Papan Nama Museum Ullen Sentalu |
Pada akhirnya, petugas museum menawarkan apakah kami mau masuk ke museum dengan lampu darurat. Pikir punya pikir, tidak ada salahnya juga, barangkali malah jadi petualangan yang seru dan unik, melakukan kunjungan di museum dengan lampu darurat, macam Night of the Museum. Akhirnya kami membeli tiket seharga Rp 25.000,-, dan setelah menunggu sejenak di gerbang museum, kami dijemput mbak Tya, tour guide kami hari ini. Sebelum memasuki museum, di dekat pintu masuk terpasang peraturan yang menyatakan bahwa kami tidak boleh memotret di dalam museum. Yaaaaaa… (sebenarnya sudah tahu sejak lama sih, tapi tetap saja : yaaa..... )
Melangkahkan kaki melewati pintu masuk, kami disambut pemandangan hutan pinus dan hawa khas pegunungan yang sejuk. Duh, serasa masuk dunia lain, sangat berbeda dengan hiruk pikuk kota Yogyakarta. Tempat pertama yang kami masuki adalah Guwa Selo Giri. Sebenarnya ini bukan gua alam, tapi lorong berdinding batu yang dibangun mengikuti bentuk Sumur Gumuling. Dinding lorong ini terbuat dari batu andesit gunung Merapi, dengan rancangan bergaya Gothic. Sebenarnya lorong ini dilengkapi lampu, namun berhubung listriknya (masih) mati, jadi lampu darurat yang dibawa mbak Tya membuat suasana yang sudah gelap menjadi semakin syahdu dan mendebarkan! (serasa ikut syuting Dunia Lain...)
Akhirnya kami tiba di ruangan pertama, yaitu Ruang Selamat Datang. Di ruangan ini terdapat panel yang menjelaskan sejarah pendirian Museum Ullen Sentalu. Dari keterangan mbak Tya, kami tahu bahwa museum ini bertujuan untuk melestarikan peninggalan budaya Jawa yang merupakan keturunan Mataram Islam, yaitu keraton Yogyakarta, keraton Surakarta, pura Mangkunegaran dan puri Pakualaman. Sebagian besar koleksi museum berfokus pada putri-putri keraton, di mana pada masanya kisah tentang peranan mereka tidak pernah muncul dan tersimpan di balik tembok keraton. Di tengah ruangan terdapat patung Dewi Laksmi, atau di Indonesia dikenal sebagai Dewi Sri, dewi tanaman padi yang melambangkan kesuburan.
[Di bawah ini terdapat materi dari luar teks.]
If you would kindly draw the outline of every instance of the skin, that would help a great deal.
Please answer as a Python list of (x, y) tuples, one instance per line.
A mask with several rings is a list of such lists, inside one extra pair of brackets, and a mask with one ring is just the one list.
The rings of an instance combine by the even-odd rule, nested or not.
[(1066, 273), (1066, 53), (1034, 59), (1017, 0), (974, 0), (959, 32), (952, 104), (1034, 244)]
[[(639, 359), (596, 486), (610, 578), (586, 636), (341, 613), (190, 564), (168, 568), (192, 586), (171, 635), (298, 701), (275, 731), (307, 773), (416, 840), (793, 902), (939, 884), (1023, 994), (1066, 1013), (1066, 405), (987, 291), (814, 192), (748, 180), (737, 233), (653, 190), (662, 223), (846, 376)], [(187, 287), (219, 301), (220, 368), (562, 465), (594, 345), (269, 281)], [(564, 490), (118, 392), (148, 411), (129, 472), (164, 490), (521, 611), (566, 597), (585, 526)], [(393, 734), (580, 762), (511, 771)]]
Patung ini berasal dari masa kerajaan Mataram Hindu, barangkali untuk mengingatkan kembali bahwa kerajaan-kerajaan besar di Jawa lahir di sekitar gunung Merapi.
Ruangan berikutnya adalah Ruang Seni Tari dan Gamelan di sisi kanan Ruang Selamat Datang. Masih di tengah kegelapan (dan hanya diterangi lampu darurat, sambil degdegan mudah-mudahan baterainya tidak habis di tengah-tengah...), di tengah ruangan terdapat seperangkat gamelan yang merupakan hibah dari GBPH Yudha Ningrat, adik Sultan HB X dari Yogyakarta. Di dinding terdapat beberapa lukisan yang menampilkan tari-tarian yang diciptakan atau ditarikan oleh keluarga keraton. Rupanya di masa lalu, seorang Raja tidak boleh hanya tahu masalah politik, mereka juga harus menguasai kesenian, sehingga setidaknya mereka menciptakan sebuah tarian. Salah satu lukisan menampilkan tarian ciptaan HB IX mengenai putri dari Jawa dan putri Campa yang memperebutkan pangeran Jayengrono.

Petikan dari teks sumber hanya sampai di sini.